Async transaction processing

This week I continued working with the client database and integrating it closer with the rest of the node. A key integration point that was missing completely and still not implemented was state management. The core parts of the consensus do not involve state management, but transaction processing will. So I was considering various ways to process transactions and came up with an idea I’ll be pursuing that should work nicely, but is also a bit unlike most of the blockchains out there.

Block processing
#

As a recap, the way blocks are processed in the current implementation is split into several parts, which can be done concurrently. More specifically, as long as parent block headers are available, child block consensus verification can already proceed in parallel, but results will be discarded if the parent block happens to be invalid. This does waste a bit of compute in the worst-case, but massively improves performance otherwise.

Things are a bit different when it comes to state, though. The current implementation has “TODO” in place of implementation, so I had to think again how to approach it. State is much more involved than just block headers, so it is unrealistic to expect that a bunch of blocks worth of state will be downloaded during sync (though it is a possibility). At the same time, it would be really nice to have as much parallelism as possible here as well.

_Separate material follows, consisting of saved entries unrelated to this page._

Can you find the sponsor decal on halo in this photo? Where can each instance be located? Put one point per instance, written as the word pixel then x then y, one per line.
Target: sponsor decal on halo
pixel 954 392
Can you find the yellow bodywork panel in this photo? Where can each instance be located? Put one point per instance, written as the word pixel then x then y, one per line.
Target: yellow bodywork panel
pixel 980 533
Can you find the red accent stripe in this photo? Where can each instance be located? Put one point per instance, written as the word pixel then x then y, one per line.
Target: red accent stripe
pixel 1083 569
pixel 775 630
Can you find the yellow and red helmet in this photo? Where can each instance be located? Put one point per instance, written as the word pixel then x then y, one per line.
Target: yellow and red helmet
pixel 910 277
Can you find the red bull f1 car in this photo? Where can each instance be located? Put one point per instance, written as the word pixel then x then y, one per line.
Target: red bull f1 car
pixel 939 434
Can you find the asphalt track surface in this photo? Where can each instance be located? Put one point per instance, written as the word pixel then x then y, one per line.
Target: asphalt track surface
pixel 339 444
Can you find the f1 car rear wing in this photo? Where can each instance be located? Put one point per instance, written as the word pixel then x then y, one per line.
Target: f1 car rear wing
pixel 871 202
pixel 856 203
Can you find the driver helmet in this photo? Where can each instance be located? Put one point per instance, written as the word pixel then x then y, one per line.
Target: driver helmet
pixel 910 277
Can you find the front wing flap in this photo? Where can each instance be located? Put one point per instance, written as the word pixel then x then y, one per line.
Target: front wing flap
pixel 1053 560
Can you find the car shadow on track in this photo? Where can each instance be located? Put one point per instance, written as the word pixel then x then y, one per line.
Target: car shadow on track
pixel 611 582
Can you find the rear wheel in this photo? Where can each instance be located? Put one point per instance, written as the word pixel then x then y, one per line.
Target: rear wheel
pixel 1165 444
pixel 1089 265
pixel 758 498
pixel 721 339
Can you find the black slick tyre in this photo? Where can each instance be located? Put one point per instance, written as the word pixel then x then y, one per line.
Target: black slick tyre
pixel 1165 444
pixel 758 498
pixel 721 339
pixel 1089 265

Another complication is that in most traditional blockchains block can only be propagated through the network once it was fully imported. This substantially increases the amount of time it takes to propagate a block and increases the probability of short-term forks.

Async transaction processing
#

I decided that a good compromise would be to split state update logically into two parts: system contracts are processed and transactions are checked for legality as part of block import, while transaction execution happens separately.

The key challenge and design constraint most blockchains face is that transactions are inherently untrusted and consume variable amounts of resources. Often, transactions specify much higher gas limit than they actually consume, which makes it harder to estimate how many of which transactions fit into the block. What makes things worse is that transactions often end up modifying the same contract and need to be executed sequentially. All this is not very friendly for parallelism and high performance.

The concurrent updates are addressed to a large degree by a novel state organization, but the rest of the issues remained unresolved until recently.

I analyzed various common reasons for why transactions are consuming less gas than the specified limit and why it is a problem. It ends up being a complex mix of various factors like business logic, non-deterministic storage access, difficulty in gas estimation, etc. I came to the conclusion that with a more powerful RISC-V based VM and less expensive transactions it might actually be okay to always consume the gas limit, avoiding refunds completely (storage was non-refundable already). If we can do that, then it should be possible to pack a full block of transactions even without executing them!

Here is the proposed workflow:

Block builder calls system contracts and updates their state
Block builder runs stateless verification for all transactions and charges a full transaction fee from each that was verified successfully
- Note that this implies users should not send multiple transactions with e.g., the same nonce, which is a bit awkward design-wise, but might be acceptable since transactions are mortal and multiple nonces can be supported if necessary on the contract level
- This can be done 100% in parallel, especially with fee subtraction being a cumulative operation
State root is computed with the result of those two operations
Block is sent to the rest of the network
Block import on any node (including block builder) imports the block and starts executing transactions in it, likely in parallel
Creation or import of the next block must wait for results of the transaction execution from the parent block with another state root (post-transaction execution) included in it

Essentially, transactions are executed while the block is being propagated through the network and while the solution for the next block is being computed. This allows for almost a complete block time worth of compute for transactions rather than a small fraction of it. This kind of pipelining should positively affect both throughput and latency.

Note that the beacon chain and intermediate shards do not have user transactions, so the workflow there will be simplified.

Reducing MEV
#

MEV often comes to mind when talking about DeFi transactions, which is basically the ability to extract additional value by manipulating what transactions are included and in which order. I think PoT can come to the rescue here as well, significantly reducing the opportunity.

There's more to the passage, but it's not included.